In my DFT Basics series, I’ve previously discussed various concepts around scan compression — including a detailed exploration of the EDT architecture, which is the scan compression strategy used by Mentor Graphics.
Recently, I’ve started learning about the CODEC-based scan compression architecture used in Synopsys tools. In this post, I’d like to share some of my initial learnings and observations about the CODEC — how it works and how it differs from EDT.
Note for Readers: To make the most out of this post, I recommend having a prior understanding of Scan Insertion, Scan Compression, and the basics of Fault Simulation. These foundational topics are already covered in my DFT Basics blog series, and they will help in better grasping the concepts discussed here.
I am still in the learning phase when it comes to Synopsys architectures. This post is based on my current understanding, so I encourage readers to treat this as a learning note, not an authoritative reference.
Corrections and insights are always welcome!
Let’s get started !
DFTMAX Ultra Compression Architecture
Figure 1 : DFTMAX Ultra Compression Architecture
Image Source : Solvnet - (Synopsys Documentation)
Input Shift Register and Decompression MUX
The input decompressor circuit uses a shift register and a decompression multiplexer (MUX).

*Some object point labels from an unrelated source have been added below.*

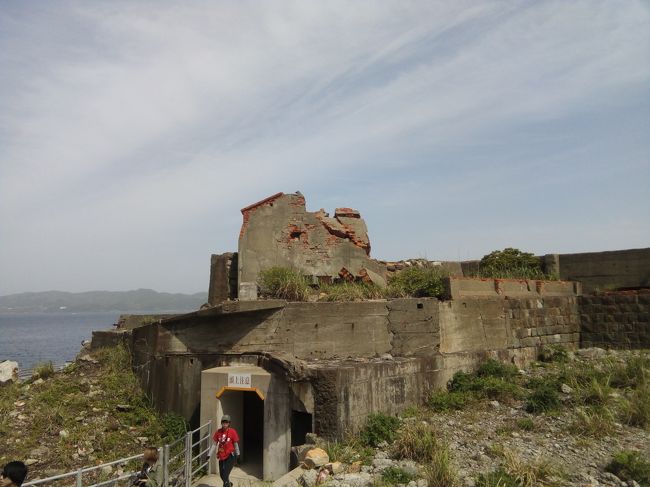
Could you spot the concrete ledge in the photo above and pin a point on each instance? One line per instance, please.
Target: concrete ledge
(462, 287)
(290, 479)
(109, 338)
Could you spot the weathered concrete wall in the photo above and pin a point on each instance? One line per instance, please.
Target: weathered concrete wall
(462, 287)
(603, 270)
(223, 278)
(616, 320)
(278, 231)
(129, 322)
(346, 393)
(473, 329)
(109, 338)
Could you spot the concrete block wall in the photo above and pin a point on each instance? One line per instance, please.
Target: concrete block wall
(346, 393)
(603, 270)
(619, 320)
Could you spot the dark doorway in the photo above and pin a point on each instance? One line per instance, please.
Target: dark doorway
(253, 434)
(300, 426)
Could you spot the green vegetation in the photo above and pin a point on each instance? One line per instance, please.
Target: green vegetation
(350, 291)
(396, 475)
(417, 441)
(379, 428)
(349, 451)
(554, 353)
(630, 465)
(418, 282)
(44, 370)
(544, 397)
(283, 283)
(94, 406)
(511, 263)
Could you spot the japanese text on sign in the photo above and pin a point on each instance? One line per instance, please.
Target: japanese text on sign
(239, 380)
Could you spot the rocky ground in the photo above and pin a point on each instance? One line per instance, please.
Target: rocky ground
(95, 412)
(490, 434)
(90, 413)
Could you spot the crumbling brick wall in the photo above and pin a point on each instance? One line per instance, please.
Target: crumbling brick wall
(279, 231)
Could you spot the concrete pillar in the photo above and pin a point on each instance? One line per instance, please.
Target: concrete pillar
(277, 429)
(552, 264)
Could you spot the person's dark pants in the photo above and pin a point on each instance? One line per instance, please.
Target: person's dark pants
(225, 467)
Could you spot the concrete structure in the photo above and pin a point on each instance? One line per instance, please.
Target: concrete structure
(279, 231)
(323, 367)
(284, 369)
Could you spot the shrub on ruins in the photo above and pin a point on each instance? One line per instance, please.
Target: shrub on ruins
(396, 475)
(630, 465)
(595, 421)
(636, 410)
(543, 398)
(283, 283)
(418, 282)
(348, 451)
(492, 380)
(510, 263)
(379, 428)
(554, 353)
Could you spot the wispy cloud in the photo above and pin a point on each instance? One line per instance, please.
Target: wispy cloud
(132, 132)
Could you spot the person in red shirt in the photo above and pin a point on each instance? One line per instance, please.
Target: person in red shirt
(226, 441)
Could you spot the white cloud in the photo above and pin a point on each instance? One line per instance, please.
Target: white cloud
(129, 119)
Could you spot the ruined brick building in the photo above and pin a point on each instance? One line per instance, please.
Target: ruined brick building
(282, 369)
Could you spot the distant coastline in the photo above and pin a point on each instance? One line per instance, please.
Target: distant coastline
(136, 301)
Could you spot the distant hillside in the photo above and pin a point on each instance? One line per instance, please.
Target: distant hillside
(141, 300)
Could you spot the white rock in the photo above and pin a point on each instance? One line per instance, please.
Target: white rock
(8, 371)
(566, 389)
(309, 478)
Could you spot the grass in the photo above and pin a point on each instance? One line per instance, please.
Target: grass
(492, 380)
(82, 401)
(630, 465)
(417, 441)
(283, 283)
(595, 422)
(396, 475)
(379, 428)
(350, 291)
(511, 263)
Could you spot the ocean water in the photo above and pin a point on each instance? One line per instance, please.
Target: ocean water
(33, 338)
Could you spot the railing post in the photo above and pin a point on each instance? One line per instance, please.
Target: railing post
(166, 466)
(209, 445)
(188, 459)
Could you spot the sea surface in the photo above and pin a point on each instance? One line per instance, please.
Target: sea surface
(33, 338)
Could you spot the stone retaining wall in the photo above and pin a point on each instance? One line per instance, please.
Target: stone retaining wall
(618, 320)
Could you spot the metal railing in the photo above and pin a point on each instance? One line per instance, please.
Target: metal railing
(182, 460)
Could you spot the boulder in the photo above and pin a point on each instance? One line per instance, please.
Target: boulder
(316, 457)
(8, 371)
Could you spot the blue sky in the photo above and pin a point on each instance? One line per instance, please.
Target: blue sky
(132, 132)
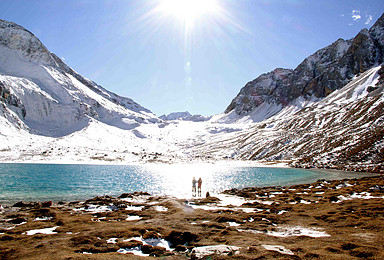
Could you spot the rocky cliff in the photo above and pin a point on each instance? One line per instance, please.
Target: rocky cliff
(316, 77)
(47, 97)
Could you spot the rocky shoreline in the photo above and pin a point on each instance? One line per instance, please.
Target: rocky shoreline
(339, 219)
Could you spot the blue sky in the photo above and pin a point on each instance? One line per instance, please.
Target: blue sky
(141, 51)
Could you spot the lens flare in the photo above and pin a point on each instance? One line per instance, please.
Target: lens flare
(188, 10)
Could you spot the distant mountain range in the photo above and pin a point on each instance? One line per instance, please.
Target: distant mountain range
(186, 116)
(320, 74)
(41, 93)
(328, 112)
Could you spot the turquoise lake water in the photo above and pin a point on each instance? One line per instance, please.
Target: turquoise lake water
(61, 182)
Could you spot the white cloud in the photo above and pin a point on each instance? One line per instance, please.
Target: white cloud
(356, 15)
(369, 19)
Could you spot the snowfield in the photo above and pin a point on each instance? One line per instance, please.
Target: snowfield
(50, 113)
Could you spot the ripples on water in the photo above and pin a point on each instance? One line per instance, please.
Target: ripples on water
(58, 182)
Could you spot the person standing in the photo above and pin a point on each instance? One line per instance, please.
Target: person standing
(194, 186)
(199, 182)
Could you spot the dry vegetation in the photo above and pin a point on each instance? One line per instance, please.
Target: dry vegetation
(355, 226)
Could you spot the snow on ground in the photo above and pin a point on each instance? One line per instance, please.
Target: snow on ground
(46, 231)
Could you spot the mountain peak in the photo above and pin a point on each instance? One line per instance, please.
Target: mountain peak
(323, 72)
(16, 37)
(51, 98)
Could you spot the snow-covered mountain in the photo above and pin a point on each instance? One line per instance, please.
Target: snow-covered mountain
(185, 116)
(345, 130)
(328, 112)
(316, 77)
(43, 95)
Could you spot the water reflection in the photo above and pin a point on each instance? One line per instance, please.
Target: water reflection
(41, 182)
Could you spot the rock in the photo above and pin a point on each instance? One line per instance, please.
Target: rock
(203, 251)
(18, 221)
(181, 238)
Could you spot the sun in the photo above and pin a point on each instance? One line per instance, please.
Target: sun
(188, 11)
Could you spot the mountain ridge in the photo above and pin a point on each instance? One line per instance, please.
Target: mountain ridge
(323, 72)
(49, 97)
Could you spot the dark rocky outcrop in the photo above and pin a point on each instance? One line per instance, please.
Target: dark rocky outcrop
(317, 76)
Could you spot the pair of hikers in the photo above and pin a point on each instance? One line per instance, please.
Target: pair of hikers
(198, 182)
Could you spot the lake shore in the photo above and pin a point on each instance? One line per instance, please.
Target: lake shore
(328, 219)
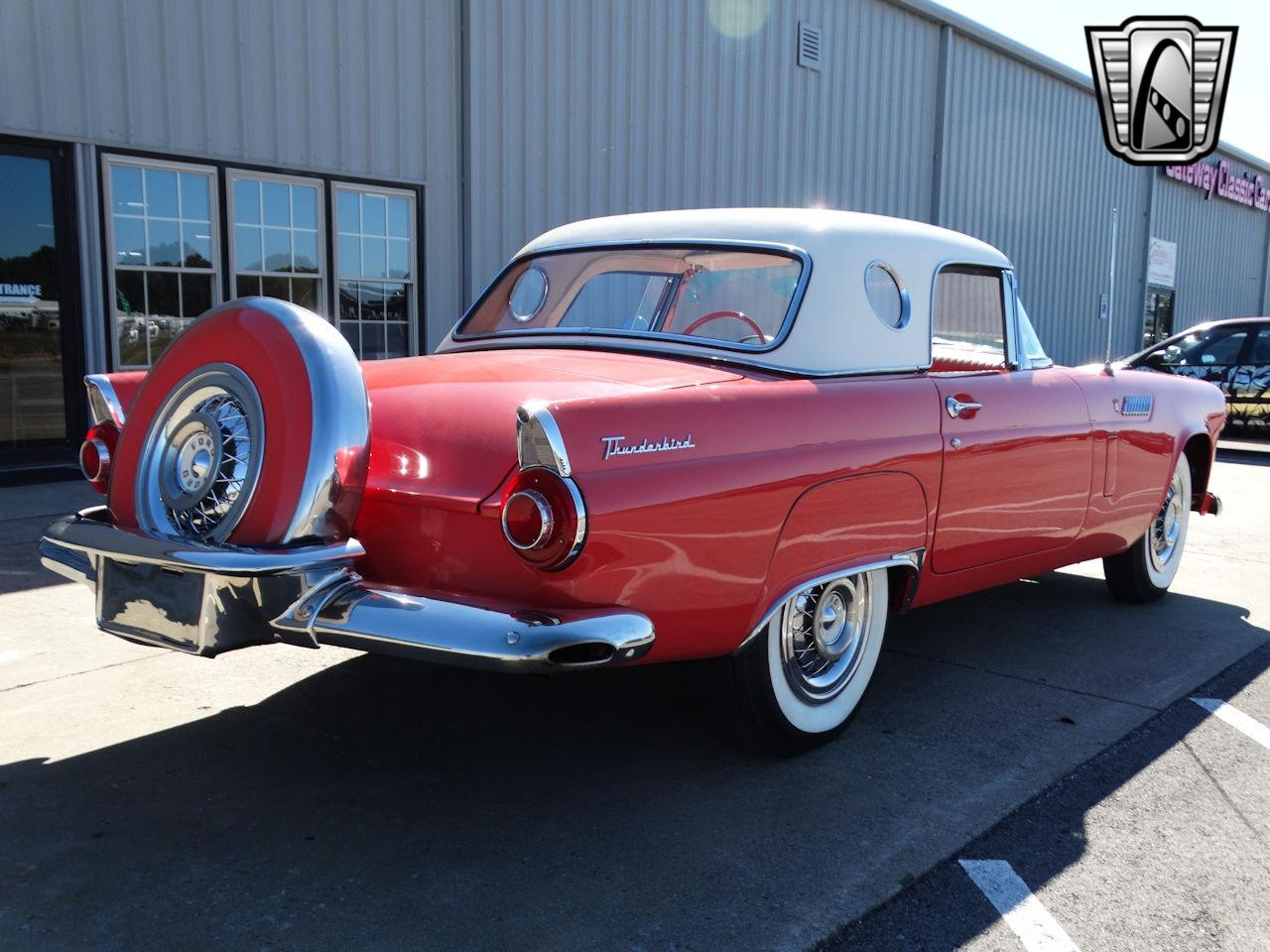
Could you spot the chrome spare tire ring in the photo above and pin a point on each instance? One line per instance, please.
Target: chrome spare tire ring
(200, 458)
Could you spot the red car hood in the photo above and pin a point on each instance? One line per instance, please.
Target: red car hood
(444, 426)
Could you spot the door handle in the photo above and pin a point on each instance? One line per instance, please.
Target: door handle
(956, 408)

The input scan data at the scan-in pin feeds into the shift register, which is clocked on the trailing clock edge at the normal scan clock rate.
In this implementation example, the register has eight bits. The four register bits farthest from the scan-in pin feed into the decompression MUX (encircled register bits in the below figure).

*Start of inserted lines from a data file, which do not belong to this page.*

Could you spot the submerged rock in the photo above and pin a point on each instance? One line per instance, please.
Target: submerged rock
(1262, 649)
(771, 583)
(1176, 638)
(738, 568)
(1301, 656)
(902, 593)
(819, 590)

Figure 2 : Input Shift Register and Decompression Mux
The decompression MUX is a combinational logic block that causes each of the four scan data bits to fan out to multiple scan chains.
The mapping of the four bits from the shift register to the scan chains remains constant for a particular pattern. However, the mapping can change from one pattern to the next.
Figure 3 : Input Shift Register and Decompression Mux
The mapping is controlled by bits in the control register (which will be explored in the later part of the blog). The shift-register structure that feeds into the decompression MUX causes the input data to stream into the scan chains multiple times.
The encircled bits (in Figure 4) in the shift register are latched into the control register when the scan enable signal, test_se, is de-asserted. This de-assertion occurs exactly once per pattern.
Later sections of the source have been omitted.